А может быть, Ева, в конце концов, права? Может быть, и Хелена – старая женщина, хранившая множество темных тайн, волею судеб подарила мне возможность, о которой я раньше и помыслить не могла?
Сунув телефон в карман, я поднялась по лестнице в комнату Бернадетт, чтобы достать корзинку под названием «Хранитель тайн», спрятанную под кроватью женщины, по неведомым причинам покончившей с собой.
Сестра Кестер только что закончила завязывать мои башмаки, когда в комнату вошла Элеонор с корзинкой в руках. В ее облике что-то изменилось, но вовсе не так, как на фотографиях женщин до и после работы стилиста, что так любят размещать в женских журналах, которые я всегда старательно прятала от Бернадетт. Она выглядела как человек, которому удалось дотянуться до солнца, и теперь он живет для того, чтобы поведать об этом всему миру.
– Финн звонил. Сказал, что Джиджи пошла на поправку. Мозговая активность пришла в норму.
Я прижала ладонь к сердцу, пытаясь унять едва уловимый трепет, словно там порхали сотни невесомых бабочек, но этого было достаточно, чтобы напомнить мне, что я все еще жива.
– Хорошо, – сказала я, как будто это могло заставить меня забыть путь в преисподнюю и обратно, на который я ступила, заставив Элеонор сыграть тот самый ноктюрн.
– Куда это вы собрались? – спросила она, заметив сумку в моих руках, туфли на ногах и помаду, которую по моей просьбе сестра Кестер нанесла мне на губы. Я, конечно, знала, что из-за этого выглядела как клоун в цирке, но не могла отделаться от старой привычки.
– Мы с вами собираемся поехать пообщаться с Магдой.
Она нахмурилась.
– Не уверена, что в состоянии сейчас вести машину…
– Думаю, вы с этим справитесь. Или, если хотите, я сама могу сесть за руль.
– Нет, – ответила она. – Не стоит беспокоиться.
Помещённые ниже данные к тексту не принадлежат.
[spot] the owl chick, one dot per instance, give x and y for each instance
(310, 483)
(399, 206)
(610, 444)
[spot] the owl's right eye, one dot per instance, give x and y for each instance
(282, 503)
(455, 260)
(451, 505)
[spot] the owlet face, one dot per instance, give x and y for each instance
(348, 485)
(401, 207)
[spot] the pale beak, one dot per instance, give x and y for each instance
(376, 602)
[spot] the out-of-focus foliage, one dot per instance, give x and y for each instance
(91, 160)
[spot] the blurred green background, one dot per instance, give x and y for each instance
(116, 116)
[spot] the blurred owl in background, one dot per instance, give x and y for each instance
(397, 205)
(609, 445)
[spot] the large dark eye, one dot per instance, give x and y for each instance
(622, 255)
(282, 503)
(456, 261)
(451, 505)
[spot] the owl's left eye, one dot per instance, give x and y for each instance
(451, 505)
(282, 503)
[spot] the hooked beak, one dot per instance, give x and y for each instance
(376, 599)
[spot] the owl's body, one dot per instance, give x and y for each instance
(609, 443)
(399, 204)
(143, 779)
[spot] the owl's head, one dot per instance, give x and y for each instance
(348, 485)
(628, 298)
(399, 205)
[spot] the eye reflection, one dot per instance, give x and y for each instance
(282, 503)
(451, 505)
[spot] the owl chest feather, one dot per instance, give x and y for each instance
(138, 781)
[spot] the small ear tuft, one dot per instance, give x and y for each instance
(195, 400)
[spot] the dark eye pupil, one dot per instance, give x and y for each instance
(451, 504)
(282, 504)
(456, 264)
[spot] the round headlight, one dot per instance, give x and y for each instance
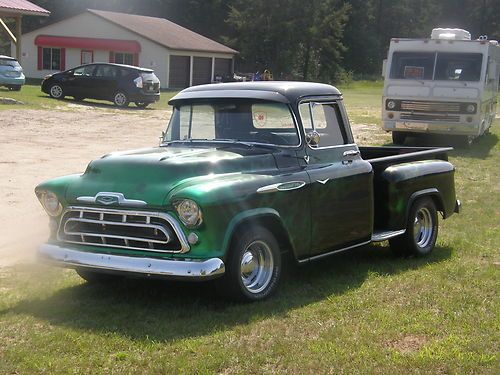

Уверена, что справлюсь. Не хотите ли потом заехать поесть мороженого?
– Только если будете хорошо себя вести, – строго сказала я. – И если к тому времени у нас еще останется аппетит.
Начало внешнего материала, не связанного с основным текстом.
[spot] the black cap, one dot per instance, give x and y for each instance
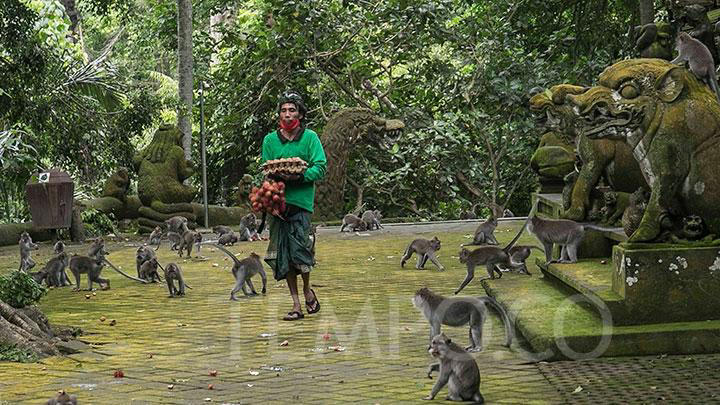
(291, 96)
Я впервые не промолчала при упоминании маленькой Женевьевы и увидела, что Элеонор насторожилась. Это был лишь крошечный шажок вперед, но все же он был сделан. Визит сестры Элеонор, Евы, словно открыл мне глаза. Раньше я думала, что между сестрами не может быть таких теплых отношений, какие были у нас с Бернадетт и Магдой, что никто в этом мире не может понять, что такое иметь одну душу на троих.
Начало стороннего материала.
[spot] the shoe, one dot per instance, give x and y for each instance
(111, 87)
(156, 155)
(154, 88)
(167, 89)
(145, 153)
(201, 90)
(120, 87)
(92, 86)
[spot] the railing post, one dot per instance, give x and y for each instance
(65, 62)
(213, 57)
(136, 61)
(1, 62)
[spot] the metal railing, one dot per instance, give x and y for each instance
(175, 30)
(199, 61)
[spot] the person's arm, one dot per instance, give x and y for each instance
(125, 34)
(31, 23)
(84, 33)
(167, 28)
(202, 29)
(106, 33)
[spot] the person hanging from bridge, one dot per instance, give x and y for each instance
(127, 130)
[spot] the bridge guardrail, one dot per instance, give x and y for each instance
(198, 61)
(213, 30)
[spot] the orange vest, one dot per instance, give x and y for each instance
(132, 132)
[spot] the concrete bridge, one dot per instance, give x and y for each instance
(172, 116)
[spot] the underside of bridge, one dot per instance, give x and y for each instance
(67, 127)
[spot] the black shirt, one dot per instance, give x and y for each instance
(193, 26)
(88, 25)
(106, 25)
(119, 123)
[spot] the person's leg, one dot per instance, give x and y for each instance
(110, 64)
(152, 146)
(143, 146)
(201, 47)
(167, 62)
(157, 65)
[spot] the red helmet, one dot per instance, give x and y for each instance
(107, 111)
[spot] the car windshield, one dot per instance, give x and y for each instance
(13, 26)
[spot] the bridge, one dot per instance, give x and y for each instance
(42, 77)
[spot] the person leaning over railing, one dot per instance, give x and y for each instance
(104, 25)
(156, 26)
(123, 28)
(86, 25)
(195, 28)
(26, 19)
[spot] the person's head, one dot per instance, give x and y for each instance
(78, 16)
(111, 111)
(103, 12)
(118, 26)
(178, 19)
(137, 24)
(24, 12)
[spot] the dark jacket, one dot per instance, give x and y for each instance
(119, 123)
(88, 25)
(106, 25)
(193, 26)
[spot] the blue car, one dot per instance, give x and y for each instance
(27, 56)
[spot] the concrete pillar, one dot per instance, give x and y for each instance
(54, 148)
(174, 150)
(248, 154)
Оказывается, я ошибалась. Наблюдая за Элеонор и Евой и слушая их разговор, я словно видела перед собой себя и сестер. Этот неожиданный подарок судьбы дал мне возможность понять, что двое людей могут знать друг о друге ужасающие вещи и все же испытывать обоюдную любовь. Это давало мне надежду на то, что, если бы у Бернадетт было больше времени, она бы тоже это поняла. Как печально, что мужество, благодаря которому она решилась принять горсть снотворных таблеток, не было использовано на то, чтобы попытаться простить свою сестру.